- Battle of Graham's Fort: Part of the American Revolutionary War
| Date | September 1, 1780 |
| Location | Present-day Grover, Cleveland County, North Carolina |
| Result | Patriot victory |

Belligerents
- Loyalist militia: Patriot militia

Commanders and leaders
- Parker Campbell (WIA): William Graham

Strength
- 24: 3

Casualties and losses
- 1 Killed 4 wounded: None

= Battle of Graham's Fort =

1781 battle of the American Revolutionary War

The battle of Graham’s Fort took place on September 1, 1780 between Patriot and Loyalist militias in present day Cleveland County, North Carolina. Colonel William Graham had built a large log cabin near Buffalo Creek, which would eventually be regarded as Graham’s Fort.

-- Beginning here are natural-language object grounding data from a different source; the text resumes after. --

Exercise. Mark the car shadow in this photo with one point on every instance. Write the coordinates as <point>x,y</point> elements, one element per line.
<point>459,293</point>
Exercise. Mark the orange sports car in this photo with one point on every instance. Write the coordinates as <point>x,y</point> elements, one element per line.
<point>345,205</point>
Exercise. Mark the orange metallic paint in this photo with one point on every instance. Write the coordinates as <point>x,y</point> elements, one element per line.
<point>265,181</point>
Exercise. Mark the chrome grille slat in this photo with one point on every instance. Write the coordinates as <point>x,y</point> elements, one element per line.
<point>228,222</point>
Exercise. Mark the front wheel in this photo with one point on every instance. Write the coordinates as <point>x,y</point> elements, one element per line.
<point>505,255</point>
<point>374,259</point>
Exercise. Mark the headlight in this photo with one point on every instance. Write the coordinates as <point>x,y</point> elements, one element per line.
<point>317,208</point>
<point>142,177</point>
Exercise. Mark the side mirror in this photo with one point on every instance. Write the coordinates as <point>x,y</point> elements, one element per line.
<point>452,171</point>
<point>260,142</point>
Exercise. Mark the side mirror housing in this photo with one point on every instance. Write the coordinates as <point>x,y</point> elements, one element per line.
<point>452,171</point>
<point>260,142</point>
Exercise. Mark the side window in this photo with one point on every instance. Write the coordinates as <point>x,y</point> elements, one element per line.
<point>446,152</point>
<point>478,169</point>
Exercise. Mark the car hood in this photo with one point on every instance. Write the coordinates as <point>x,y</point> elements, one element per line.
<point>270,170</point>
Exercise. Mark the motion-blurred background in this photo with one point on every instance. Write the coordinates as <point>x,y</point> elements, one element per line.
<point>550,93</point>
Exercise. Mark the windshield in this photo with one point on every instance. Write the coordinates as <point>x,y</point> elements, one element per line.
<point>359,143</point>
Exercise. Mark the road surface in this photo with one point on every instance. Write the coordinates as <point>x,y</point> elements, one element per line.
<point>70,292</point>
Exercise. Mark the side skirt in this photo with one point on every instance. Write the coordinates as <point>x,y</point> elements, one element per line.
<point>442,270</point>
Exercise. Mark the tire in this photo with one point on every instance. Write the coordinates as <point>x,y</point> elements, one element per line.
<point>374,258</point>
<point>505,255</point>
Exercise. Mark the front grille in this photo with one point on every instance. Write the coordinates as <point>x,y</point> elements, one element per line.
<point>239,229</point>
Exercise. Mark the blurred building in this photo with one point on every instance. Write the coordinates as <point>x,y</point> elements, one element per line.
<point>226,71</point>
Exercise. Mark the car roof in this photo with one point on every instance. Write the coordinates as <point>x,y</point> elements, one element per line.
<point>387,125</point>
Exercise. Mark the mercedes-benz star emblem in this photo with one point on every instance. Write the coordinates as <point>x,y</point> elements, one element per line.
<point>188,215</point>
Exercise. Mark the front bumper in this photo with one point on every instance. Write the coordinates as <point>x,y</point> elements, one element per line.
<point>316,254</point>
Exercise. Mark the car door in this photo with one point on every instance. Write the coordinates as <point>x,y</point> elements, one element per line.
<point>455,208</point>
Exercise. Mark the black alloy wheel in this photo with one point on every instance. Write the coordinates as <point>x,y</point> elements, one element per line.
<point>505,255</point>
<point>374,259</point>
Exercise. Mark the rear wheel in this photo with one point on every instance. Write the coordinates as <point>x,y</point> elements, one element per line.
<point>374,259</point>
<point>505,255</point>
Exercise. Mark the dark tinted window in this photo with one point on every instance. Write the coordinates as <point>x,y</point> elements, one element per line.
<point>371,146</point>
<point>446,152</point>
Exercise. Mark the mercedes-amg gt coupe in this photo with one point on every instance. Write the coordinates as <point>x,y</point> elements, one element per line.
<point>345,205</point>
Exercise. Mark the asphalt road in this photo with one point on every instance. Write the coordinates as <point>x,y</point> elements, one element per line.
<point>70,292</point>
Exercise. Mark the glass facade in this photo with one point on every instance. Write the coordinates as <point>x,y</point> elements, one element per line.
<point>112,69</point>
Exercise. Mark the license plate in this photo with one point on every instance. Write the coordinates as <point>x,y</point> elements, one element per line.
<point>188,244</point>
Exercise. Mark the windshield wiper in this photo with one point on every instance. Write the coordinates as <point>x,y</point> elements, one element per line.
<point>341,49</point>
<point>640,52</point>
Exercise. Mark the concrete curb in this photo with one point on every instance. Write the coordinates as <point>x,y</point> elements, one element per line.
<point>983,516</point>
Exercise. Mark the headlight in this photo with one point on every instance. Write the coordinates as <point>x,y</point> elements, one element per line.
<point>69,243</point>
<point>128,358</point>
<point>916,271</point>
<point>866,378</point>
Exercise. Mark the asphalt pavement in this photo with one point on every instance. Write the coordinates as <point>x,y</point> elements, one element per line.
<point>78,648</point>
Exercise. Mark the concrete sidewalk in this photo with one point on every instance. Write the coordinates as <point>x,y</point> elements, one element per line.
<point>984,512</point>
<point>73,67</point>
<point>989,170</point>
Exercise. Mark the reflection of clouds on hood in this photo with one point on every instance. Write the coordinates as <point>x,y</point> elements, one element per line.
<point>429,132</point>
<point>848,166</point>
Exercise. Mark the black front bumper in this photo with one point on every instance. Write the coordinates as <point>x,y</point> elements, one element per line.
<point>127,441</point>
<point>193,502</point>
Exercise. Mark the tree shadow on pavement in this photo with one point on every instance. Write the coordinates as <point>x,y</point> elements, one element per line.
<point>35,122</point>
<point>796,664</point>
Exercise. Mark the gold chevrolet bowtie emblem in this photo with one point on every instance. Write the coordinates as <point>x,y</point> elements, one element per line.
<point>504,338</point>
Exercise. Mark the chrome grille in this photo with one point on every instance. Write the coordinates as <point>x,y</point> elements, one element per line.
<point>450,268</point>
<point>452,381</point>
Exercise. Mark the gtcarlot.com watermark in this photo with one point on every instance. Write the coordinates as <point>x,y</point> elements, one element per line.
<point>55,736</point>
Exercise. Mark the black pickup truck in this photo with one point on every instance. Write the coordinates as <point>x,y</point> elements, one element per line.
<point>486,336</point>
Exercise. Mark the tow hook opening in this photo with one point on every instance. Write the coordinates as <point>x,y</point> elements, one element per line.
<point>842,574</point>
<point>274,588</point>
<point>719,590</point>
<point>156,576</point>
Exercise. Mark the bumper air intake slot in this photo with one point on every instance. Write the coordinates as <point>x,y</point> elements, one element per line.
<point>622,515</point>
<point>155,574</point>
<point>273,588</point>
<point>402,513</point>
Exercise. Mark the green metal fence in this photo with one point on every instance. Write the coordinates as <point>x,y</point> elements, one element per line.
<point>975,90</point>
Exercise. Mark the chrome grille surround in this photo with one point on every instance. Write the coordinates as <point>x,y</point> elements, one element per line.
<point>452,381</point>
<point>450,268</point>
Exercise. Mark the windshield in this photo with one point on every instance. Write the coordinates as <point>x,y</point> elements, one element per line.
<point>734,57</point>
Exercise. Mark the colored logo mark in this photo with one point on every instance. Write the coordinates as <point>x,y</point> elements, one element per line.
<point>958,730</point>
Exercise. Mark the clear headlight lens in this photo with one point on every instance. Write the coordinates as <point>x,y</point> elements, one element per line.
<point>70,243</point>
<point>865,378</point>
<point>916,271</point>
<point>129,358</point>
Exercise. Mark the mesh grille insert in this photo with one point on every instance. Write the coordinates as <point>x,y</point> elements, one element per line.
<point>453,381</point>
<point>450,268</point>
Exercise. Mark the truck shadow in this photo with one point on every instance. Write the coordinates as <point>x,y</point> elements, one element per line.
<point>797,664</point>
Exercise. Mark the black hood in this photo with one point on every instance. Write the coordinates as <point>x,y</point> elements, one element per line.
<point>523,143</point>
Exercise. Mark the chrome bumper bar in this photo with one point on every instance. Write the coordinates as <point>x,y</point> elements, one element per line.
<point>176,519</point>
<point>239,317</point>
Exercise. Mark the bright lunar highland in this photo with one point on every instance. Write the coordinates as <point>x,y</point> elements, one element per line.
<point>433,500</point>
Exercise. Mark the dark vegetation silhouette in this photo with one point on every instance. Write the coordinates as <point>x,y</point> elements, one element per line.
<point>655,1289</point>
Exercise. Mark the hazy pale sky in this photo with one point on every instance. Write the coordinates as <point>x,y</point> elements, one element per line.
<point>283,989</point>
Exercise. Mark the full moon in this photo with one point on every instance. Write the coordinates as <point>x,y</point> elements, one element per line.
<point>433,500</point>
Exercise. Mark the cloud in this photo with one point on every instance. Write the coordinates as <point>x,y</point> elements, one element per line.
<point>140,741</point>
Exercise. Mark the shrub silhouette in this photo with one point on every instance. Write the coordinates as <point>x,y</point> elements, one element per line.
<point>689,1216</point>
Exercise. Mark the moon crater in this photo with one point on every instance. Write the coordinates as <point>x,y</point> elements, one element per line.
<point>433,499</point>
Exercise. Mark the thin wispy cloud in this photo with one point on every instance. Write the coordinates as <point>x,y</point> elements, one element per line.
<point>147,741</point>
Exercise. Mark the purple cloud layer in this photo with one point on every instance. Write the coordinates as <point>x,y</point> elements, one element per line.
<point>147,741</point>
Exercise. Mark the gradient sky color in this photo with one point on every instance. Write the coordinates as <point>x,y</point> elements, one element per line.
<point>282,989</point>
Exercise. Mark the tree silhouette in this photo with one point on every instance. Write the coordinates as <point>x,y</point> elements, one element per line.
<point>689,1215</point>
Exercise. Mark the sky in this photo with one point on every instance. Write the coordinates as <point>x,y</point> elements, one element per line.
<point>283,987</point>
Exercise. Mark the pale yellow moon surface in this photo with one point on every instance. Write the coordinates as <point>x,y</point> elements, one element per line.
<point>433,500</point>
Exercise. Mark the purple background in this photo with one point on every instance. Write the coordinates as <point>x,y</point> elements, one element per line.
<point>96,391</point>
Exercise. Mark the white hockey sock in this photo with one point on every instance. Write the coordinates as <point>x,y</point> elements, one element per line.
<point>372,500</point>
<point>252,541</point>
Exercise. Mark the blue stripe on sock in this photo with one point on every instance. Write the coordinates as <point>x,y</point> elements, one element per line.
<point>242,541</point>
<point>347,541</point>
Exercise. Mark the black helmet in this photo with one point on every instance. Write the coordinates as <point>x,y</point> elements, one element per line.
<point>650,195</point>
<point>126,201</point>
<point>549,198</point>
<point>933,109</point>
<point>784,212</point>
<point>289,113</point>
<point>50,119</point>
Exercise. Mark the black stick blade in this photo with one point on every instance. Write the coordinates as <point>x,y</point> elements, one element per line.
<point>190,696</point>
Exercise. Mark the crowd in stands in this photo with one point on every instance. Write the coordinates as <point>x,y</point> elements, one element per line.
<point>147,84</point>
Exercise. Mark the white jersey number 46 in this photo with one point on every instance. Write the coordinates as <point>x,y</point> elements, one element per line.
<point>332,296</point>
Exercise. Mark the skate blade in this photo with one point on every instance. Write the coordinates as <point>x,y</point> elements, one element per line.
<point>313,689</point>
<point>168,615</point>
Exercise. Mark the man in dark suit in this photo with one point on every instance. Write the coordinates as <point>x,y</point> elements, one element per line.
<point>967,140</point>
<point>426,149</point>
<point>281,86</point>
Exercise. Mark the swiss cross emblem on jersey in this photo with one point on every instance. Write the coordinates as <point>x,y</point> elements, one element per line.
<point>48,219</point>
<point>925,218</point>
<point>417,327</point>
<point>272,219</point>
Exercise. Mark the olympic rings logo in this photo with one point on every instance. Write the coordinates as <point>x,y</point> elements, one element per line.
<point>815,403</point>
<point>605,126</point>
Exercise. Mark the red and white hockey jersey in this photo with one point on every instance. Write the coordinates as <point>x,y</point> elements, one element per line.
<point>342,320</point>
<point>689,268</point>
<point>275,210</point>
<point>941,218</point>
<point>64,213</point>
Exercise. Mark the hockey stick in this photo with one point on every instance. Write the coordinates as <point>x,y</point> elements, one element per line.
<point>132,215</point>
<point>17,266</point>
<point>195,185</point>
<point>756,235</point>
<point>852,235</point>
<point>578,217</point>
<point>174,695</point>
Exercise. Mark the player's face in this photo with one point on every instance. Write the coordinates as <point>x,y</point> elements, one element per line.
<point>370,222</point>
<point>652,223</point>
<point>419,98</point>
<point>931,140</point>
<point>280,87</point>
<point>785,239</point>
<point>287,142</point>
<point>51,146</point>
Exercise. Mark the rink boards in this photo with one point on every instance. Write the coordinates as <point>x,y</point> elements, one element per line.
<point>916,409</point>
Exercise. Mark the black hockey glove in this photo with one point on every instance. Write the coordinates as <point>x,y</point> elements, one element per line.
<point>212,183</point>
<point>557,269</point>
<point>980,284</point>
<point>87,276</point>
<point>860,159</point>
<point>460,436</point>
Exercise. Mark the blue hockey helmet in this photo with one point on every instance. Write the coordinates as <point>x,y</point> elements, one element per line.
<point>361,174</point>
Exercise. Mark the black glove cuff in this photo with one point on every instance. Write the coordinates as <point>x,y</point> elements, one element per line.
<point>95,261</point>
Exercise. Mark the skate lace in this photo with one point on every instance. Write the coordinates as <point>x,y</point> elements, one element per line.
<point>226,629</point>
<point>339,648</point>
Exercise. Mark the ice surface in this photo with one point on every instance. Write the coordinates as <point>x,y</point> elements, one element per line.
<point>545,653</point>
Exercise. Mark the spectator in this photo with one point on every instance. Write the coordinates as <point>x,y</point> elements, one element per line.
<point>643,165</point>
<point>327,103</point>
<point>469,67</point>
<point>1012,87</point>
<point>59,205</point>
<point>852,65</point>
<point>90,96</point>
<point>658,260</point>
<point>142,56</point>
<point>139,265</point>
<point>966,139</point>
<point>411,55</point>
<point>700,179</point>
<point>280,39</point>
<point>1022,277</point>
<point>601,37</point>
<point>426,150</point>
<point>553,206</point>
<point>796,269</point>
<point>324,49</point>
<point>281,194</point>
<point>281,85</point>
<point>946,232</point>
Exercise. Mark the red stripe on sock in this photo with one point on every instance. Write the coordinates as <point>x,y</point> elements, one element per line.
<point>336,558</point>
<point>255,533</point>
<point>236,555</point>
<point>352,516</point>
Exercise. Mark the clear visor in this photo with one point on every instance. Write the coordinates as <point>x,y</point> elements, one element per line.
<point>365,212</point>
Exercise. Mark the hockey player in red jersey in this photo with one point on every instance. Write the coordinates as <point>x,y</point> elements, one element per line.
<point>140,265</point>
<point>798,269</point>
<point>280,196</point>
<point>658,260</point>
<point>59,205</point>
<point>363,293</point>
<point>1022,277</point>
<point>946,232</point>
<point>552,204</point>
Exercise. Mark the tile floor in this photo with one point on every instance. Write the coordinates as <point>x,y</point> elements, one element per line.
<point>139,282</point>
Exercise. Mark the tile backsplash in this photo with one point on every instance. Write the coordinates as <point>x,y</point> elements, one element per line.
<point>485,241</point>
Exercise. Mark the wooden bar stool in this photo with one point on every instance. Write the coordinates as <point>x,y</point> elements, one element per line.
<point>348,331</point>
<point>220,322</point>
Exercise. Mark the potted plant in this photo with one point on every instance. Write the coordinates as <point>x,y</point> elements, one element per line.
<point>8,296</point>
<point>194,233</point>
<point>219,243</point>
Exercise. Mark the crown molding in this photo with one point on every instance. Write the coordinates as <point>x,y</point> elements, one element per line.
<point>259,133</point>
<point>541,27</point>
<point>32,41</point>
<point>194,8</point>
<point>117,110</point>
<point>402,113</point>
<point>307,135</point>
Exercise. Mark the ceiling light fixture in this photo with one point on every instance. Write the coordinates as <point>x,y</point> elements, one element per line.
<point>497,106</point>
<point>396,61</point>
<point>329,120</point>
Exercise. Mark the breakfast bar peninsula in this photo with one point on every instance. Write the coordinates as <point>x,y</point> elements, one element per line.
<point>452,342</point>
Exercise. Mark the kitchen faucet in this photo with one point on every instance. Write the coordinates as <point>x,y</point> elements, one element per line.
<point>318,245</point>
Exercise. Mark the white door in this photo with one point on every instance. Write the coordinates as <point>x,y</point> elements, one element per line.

On September 1, a group of Loyalists approached the building and demanded that Graham surrender himself. Graham refused and the two groups exchanged fire. One Loyalist approached the structure, placed the muzzle of his gun into a crack and discharged the weapon. Seeing this, a seventeen-year-old woman is said to have pushed her brother down to save him from being shot. The Loyalist was shot in the head. Next, according to legend, the young woman unbolted the door and ran out to retrieve the fallen Loyalist's gun and ammunition for the use of the men in the fort. After losing one man and having four others wounded with no success the Loyalists withdrew. Colonel Graham had his pregnant wife and everyone else in the cabin moved to a safer location. After Graham and those with him withdrew, the Loyalists returned. They plundered the cabin and took six of his slaves. Today, a state historic marker entitled with the name of the battle denotes the site of the engagement. This was the smallest battle fought during the American Revolutionary War.